Burlingame officials are exploring a market and economic study for downtown Burlingame and Broadway to see what is working and what isn’t — but only once the city has recovered from the pandemic.
Mayor Ann O’Brien said the economic study is important to figure out what needs to be improved, what is going well, and how they can keep their downtown pedestrian-friendly and support small businesses. And at the same time, she added it is important to balance it with bigger businesses as well as entertainment venues, restaurants and coffee shops to get people to come to downtown.
“In the Peninsula, there are a lot of businesses that have suffered, a lot of downtowns that have suffered, and cities have lost revenue so it’s time for us to reevaluate what changes can improve our areas,” said O’Brien. “I think we all want our communities to succeed.”
She also mentioned the information will be more accurate after the recovery process, and that they should find out the number of vacancies in the Broadway District and in Burlingame Avenue beforehand.
“I’m a little concerned about timing due to the fact we are just kind of transitioning out of COVID pandemic,” O’Brien said. “There’s still a little bit of uncertainty futuristically and we are in a recovery phase.”
Vice Mayor Ricardo Ortiz agreed, and said it would be best to wait and to first tackle the expenses they already have, give enough time toward recovery for more accurate numbers, and give staff more time to find grants and funding.
“I don’t think we need to rush into it,” Ortiz said.
Councilmember Emily Beach also brought up revisiting a comprehensive downtown parking study as it is related with land use and development.
The estimated cost for a market overview and economic impact study, depending on the level of economic analysis and the evaluation of impacts, is in the range of $50,000 to $75,000.

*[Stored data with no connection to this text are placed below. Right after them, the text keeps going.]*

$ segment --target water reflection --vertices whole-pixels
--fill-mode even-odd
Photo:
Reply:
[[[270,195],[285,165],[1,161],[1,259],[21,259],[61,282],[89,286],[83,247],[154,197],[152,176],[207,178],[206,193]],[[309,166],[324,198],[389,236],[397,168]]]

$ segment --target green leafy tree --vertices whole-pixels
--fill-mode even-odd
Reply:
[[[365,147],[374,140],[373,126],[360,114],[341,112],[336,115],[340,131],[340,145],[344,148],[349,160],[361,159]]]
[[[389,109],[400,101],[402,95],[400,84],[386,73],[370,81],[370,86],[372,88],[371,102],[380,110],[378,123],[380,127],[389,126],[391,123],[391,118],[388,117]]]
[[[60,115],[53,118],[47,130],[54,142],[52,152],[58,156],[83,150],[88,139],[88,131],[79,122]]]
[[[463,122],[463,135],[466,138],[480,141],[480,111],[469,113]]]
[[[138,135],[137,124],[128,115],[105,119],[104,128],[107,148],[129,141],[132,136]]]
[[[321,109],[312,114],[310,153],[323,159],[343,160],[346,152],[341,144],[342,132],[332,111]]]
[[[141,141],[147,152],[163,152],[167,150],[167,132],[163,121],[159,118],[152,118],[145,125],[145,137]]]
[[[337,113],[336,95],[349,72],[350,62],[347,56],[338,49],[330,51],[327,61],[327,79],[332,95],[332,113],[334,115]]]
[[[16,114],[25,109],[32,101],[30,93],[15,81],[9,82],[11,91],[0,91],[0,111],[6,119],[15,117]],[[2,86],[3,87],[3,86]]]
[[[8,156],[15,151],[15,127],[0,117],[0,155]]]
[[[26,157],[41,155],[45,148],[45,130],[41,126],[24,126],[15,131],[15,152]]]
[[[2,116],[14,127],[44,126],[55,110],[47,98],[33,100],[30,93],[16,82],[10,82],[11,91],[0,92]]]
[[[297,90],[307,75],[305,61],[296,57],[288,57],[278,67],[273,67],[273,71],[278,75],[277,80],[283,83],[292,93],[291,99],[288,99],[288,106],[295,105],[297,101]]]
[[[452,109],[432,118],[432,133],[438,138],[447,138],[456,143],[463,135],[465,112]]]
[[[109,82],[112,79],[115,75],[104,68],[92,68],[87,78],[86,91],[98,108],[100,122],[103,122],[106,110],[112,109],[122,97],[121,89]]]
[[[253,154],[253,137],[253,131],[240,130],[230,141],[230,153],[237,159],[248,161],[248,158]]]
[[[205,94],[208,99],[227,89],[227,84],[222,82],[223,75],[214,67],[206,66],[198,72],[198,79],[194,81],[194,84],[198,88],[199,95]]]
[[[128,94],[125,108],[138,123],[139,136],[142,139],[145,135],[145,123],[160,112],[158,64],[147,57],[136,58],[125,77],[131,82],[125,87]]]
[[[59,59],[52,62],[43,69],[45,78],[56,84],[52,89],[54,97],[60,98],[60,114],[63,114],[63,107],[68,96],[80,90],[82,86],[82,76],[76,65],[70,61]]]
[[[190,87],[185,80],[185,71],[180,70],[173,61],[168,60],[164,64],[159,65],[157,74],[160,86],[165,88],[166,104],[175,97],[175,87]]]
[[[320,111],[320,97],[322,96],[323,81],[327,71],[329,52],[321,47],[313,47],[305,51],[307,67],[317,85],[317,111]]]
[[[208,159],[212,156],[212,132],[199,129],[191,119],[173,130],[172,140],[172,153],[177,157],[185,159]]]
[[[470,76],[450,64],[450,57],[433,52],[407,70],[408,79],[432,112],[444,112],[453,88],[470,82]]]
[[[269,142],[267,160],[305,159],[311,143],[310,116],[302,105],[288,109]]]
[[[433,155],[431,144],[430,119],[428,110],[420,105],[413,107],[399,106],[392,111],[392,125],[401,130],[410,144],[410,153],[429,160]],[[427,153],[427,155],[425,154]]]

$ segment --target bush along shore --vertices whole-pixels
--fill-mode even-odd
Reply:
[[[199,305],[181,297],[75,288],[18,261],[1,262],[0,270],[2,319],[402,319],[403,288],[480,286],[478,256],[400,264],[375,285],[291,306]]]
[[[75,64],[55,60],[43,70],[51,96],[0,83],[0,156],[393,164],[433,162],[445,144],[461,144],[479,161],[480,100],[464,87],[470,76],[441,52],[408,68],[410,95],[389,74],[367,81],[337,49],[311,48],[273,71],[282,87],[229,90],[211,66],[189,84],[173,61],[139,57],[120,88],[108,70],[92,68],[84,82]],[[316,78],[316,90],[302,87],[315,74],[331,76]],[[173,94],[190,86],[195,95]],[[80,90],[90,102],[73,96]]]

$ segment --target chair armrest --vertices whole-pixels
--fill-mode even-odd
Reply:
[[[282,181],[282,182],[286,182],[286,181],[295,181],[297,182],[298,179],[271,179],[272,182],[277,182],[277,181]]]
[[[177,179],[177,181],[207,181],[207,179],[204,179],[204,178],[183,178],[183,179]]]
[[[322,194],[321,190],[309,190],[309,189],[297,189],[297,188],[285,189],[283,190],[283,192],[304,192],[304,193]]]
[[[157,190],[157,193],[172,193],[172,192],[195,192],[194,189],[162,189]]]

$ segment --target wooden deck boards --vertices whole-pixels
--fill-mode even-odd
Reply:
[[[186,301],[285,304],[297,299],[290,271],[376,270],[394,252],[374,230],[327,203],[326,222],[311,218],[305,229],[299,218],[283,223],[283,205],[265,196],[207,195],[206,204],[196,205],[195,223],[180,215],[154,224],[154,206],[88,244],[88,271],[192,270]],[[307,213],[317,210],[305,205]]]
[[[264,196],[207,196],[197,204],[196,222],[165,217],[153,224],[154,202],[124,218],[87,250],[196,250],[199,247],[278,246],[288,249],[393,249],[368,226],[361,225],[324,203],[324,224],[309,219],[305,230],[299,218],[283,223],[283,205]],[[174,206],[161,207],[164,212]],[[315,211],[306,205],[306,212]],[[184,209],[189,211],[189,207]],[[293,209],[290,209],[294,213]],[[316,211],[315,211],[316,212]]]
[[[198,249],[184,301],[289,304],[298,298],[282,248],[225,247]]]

The last economic study was prepared in 2006 by the Economic Research Associates as part of the Downtown Specific Plan. The proposal for a more current evaluation of market conditions was initially discussed during a June 9 economic development subcommittee meeting
An economic study has already been arranged for the Broadway commercial district as part of a Broadway Specific Plan which is funded through a MTC/ABAG priority development area grant.
At its Monday night meeting, the City Council also adopted a water shortage contingency plan which ensures the city has legal authority to execute water use practices in the plan and adopted standards for prohibiting wasteful water practices permanently. The motion, previously discussed at a June 21 meeting, passed 4-1 with councilmember Michael Brownrigg voting no.
“I just don’t like this approach of telling homeowners that they’re basically breaking our rules if they don’t have a trigger on their hose among other things,’’ he said.
He said he continues to think that the best way to get people to save water is to price water more expensively if more water gets used.
“I am assured by staff that they are not here to be punitive, they are here to educate. And that people will have warnings,” said O’Brien in response. “So I look at it as an educational process.”